Zahlreiche Neuerungen prägen das Bild der internistischen Rheumatologie. So gibt es neue Therapieleitlinien u. a. für die Rheumatoide Arthritis (RA), die Spondyloarthritiden (Spa), die Arthritis psoriatica (PsA) und das Konzept der zielgerichteten Therapie (Treat-to-target) wurde entwickelt.

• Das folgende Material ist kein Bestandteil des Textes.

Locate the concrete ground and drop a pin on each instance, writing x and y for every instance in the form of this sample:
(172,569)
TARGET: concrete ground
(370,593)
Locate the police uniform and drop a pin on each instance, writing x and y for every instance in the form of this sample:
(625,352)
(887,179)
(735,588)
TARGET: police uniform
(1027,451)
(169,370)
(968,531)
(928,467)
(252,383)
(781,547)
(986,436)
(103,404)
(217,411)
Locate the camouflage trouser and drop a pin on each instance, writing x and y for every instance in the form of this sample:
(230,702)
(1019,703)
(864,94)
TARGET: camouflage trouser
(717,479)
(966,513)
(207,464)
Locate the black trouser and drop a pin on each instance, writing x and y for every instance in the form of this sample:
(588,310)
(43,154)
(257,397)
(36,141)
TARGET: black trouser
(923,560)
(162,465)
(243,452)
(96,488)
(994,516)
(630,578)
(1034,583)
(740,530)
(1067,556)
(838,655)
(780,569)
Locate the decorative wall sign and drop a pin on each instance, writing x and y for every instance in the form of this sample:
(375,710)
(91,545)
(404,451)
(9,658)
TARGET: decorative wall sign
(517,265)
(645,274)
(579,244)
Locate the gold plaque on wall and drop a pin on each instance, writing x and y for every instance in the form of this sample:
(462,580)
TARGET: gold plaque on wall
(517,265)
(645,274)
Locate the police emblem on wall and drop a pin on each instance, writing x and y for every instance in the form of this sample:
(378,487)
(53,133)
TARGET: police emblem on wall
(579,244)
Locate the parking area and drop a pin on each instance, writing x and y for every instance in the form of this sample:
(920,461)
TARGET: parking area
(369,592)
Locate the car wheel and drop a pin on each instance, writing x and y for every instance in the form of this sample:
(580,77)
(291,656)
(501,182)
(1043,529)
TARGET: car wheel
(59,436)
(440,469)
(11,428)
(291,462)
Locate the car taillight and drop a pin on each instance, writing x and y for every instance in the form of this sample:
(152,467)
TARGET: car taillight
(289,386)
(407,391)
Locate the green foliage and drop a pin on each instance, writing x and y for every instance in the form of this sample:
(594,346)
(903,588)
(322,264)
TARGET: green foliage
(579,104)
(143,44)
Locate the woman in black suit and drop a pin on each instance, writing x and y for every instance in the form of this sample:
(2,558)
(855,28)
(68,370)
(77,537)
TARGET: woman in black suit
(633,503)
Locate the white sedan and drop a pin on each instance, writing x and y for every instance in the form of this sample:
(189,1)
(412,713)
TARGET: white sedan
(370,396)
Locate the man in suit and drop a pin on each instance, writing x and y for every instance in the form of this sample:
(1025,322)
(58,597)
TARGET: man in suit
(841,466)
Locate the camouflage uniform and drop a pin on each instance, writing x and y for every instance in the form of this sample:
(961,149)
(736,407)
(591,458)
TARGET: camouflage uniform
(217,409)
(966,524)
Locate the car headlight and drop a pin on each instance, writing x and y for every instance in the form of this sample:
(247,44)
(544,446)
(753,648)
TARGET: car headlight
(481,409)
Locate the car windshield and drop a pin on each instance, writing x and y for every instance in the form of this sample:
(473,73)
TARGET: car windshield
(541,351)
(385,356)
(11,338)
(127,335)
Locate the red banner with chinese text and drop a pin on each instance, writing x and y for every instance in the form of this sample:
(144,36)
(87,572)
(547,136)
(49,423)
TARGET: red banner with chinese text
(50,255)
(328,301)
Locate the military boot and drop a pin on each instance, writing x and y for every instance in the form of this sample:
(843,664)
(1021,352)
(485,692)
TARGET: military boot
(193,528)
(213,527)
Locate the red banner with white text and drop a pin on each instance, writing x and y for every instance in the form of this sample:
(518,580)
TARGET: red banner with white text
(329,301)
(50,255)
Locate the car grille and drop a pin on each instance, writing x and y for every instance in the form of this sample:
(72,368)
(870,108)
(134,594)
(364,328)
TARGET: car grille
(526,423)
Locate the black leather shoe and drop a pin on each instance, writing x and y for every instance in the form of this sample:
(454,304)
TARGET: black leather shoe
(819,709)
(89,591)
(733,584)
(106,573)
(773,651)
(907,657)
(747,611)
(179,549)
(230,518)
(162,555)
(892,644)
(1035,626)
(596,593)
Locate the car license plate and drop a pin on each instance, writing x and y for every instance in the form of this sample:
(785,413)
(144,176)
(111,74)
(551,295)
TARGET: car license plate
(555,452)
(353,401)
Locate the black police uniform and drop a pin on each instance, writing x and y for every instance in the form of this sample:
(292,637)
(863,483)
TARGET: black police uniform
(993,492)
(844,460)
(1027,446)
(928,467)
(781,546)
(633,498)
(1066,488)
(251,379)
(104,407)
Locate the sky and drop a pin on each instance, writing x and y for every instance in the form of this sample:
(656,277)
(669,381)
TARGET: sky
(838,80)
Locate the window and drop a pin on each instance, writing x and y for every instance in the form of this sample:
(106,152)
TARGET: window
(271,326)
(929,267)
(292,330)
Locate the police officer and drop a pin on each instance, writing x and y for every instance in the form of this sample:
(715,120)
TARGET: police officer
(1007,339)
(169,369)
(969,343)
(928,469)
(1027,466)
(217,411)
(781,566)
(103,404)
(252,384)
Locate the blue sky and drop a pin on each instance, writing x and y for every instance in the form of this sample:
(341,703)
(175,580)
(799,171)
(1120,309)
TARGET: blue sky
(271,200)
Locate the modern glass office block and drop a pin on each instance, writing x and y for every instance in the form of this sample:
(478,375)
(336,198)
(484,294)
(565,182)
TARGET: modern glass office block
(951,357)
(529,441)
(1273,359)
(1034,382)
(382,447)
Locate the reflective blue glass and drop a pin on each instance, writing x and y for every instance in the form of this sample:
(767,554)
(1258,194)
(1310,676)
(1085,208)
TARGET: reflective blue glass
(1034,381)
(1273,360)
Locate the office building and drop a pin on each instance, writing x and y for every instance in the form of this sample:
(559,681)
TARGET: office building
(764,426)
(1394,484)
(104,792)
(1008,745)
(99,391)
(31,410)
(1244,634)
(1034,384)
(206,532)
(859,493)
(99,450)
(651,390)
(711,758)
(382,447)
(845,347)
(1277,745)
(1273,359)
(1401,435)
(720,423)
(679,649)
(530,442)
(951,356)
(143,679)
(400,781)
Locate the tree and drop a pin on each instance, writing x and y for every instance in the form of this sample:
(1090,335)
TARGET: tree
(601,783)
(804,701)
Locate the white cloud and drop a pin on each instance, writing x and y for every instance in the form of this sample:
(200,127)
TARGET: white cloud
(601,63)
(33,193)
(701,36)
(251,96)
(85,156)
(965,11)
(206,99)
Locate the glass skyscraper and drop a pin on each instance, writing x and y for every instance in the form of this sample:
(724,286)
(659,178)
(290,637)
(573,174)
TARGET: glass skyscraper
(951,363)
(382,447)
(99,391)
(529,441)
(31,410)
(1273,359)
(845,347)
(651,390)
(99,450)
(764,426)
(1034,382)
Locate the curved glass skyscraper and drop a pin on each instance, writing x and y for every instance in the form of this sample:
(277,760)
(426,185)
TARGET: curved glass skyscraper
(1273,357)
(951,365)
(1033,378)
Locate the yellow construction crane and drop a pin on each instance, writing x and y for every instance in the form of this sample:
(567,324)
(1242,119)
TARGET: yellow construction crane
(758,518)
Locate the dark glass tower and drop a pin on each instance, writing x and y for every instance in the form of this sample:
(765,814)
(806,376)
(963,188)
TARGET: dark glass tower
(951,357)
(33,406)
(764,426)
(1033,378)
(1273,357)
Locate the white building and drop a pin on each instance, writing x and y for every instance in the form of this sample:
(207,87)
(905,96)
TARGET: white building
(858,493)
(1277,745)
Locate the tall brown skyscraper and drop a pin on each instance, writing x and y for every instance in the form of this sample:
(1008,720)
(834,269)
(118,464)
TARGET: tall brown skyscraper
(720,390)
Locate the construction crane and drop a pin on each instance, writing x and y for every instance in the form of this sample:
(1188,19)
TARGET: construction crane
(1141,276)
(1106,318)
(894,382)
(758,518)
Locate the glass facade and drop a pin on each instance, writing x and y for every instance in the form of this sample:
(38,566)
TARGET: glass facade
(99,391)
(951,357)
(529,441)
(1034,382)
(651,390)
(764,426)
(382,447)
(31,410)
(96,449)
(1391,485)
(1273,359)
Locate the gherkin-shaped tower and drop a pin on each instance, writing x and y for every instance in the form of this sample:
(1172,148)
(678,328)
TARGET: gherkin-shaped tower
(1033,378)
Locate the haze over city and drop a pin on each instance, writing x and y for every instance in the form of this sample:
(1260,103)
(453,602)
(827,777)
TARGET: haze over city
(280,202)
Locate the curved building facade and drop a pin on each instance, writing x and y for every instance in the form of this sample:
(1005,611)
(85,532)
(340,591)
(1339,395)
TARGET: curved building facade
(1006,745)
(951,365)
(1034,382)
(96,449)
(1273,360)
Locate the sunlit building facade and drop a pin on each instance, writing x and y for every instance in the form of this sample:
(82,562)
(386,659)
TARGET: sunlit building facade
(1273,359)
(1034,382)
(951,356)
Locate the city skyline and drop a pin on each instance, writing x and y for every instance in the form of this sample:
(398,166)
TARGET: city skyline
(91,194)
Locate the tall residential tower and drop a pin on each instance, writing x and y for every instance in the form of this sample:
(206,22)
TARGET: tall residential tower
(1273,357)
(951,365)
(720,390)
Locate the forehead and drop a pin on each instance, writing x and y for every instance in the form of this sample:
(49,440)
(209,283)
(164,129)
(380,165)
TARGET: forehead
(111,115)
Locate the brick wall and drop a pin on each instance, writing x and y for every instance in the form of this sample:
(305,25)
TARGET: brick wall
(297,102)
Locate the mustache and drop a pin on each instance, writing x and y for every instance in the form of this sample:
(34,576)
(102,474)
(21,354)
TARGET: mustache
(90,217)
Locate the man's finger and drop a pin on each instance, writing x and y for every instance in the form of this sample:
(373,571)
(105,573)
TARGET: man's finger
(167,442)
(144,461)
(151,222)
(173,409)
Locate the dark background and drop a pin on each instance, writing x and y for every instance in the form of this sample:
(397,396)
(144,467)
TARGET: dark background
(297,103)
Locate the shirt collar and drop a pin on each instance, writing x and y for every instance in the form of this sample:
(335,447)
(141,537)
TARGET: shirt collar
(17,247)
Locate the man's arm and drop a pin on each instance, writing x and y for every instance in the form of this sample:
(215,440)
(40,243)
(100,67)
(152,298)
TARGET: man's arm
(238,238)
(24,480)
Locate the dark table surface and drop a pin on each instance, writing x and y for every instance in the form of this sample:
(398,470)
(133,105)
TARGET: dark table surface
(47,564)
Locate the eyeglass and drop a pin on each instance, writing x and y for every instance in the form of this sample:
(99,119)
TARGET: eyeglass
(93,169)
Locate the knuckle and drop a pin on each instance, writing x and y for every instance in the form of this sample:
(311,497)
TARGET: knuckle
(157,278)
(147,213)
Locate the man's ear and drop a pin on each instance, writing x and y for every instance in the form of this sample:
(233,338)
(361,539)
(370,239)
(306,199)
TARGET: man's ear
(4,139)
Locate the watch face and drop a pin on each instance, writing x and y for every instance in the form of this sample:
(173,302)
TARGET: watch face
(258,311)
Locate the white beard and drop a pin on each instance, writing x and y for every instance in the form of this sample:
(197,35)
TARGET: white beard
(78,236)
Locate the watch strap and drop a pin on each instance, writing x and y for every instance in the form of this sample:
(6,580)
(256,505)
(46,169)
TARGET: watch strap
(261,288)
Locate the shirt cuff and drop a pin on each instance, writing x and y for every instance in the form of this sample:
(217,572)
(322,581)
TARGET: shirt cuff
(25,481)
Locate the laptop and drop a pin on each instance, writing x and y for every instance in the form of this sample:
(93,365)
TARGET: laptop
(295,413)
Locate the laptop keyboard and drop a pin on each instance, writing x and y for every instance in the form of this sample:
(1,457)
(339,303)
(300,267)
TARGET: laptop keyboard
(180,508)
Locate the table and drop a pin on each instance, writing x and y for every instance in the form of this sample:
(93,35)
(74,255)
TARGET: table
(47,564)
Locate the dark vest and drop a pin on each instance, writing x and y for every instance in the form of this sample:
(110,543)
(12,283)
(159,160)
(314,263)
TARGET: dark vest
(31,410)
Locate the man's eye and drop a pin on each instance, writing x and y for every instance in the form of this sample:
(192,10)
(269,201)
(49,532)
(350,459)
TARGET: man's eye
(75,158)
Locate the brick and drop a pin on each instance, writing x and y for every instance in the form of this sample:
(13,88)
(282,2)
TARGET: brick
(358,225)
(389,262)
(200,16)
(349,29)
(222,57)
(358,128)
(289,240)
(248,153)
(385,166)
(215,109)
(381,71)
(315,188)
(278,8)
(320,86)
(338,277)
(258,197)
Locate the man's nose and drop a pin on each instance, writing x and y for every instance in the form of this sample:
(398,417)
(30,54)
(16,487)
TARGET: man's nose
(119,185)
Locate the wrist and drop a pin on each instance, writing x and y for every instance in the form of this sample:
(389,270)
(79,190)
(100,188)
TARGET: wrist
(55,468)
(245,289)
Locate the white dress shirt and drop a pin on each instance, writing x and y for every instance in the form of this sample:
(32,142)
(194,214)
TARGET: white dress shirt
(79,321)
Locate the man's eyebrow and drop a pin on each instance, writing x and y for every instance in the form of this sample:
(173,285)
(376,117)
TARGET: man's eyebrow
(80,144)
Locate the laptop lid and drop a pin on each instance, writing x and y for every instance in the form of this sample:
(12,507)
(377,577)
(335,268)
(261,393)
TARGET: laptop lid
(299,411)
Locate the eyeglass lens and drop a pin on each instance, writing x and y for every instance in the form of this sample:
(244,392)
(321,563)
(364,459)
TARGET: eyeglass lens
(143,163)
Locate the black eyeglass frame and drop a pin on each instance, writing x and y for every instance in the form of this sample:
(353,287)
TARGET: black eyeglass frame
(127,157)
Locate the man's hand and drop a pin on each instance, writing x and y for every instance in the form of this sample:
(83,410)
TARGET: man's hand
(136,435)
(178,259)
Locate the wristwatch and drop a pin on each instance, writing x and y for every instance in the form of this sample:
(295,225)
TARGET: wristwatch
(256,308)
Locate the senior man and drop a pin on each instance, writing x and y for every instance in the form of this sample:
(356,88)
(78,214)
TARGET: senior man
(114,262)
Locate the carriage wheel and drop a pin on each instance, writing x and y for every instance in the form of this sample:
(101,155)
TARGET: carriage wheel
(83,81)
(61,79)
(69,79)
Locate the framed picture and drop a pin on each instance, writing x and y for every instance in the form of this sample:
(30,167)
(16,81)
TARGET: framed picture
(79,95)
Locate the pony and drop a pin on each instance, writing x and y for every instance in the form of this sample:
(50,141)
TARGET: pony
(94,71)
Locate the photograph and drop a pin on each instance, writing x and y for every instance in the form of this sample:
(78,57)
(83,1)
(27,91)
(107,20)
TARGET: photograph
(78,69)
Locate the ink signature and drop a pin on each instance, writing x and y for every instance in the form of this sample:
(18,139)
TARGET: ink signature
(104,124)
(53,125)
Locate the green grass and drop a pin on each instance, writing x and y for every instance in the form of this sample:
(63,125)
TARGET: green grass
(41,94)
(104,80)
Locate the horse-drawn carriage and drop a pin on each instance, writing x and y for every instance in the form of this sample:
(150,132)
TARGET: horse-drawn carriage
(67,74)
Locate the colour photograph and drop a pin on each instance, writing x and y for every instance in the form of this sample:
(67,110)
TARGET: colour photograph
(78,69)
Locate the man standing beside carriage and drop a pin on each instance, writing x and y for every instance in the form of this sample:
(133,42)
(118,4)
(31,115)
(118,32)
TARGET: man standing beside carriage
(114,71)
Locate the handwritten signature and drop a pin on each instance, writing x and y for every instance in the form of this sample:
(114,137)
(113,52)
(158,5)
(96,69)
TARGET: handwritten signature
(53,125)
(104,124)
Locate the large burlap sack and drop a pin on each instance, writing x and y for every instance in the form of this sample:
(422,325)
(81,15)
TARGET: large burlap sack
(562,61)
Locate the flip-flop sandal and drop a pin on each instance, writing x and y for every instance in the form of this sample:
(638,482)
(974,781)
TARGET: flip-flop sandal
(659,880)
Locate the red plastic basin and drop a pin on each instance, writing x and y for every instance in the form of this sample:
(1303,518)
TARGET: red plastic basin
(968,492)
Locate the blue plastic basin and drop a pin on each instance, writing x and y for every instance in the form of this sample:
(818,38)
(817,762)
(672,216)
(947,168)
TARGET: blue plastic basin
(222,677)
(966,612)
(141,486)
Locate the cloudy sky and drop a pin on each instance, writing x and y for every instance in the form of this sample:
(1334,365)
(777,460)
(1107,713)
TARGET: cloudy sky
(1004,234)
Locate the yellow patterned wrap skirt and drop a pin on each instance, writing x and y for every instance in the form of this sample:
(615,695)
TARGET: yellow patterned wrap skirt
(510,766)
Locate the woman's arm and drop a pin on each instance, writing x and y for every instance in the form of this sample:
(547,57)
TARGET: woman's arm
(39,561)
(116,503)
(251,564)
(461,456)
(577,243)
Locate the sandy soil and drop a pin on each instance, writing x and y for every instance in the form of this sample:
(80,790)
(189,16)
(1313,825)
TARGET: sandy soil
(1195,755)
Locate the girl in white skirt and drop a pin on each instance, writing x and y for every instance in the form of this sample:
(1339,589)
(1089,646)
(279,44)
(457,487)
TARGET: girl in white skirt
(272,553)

Einige neue Therapeutika erweitern zudem die Behandlungsoptionen bei entzündlichen Gelenkerkrankungen. Im Folgenden werden die neuen Therapiemöglichkeiten dargestellt.
Rheumatoide Arthritis (RA)
Die Rheumatoide Arthritis manifestiert sich zumeist im mittleren Lebensalter, Frauen sind ca. 2–3 mal häufiger als Männer betroffen. Unbehandelt führt die RA zur Gelenkdestruktion, Immobilität und verkürzter Lebenserwartung. Das Therapieziel ist die Remission oder eine geringstmögliche Krankheitsaktivität. Hierzu sollte eine Therapie mit krankheitsmodifizierenden Medikamenten (DMARDs= Disease-modifying antirheumatic drugs) schon bei Diagnosestellung der RA begonnen werden. Die neuen, 2010 entwickelten ACR/EULAR-Klassifikationskriterien der RA zielen daher darauf, möglichst früh diejenigen Synovialitiden, die chronifizieren und/oder mit Gelenkschäden (Erosionen) einhergehen, zu identifizieren. Obwohl sie formal hierfür nicht entwickelt wurden, werden diese Kriterien häufig auch in der Diagnosestellung des individuellen Patienten eingesetzt. Vor der Verwendung dieser Klassifikationskriterien müssen andere Diagnosen ausgeschlossen werden. Abbildung 1 zeigt den entsprechenden Algorithmus [1, 2].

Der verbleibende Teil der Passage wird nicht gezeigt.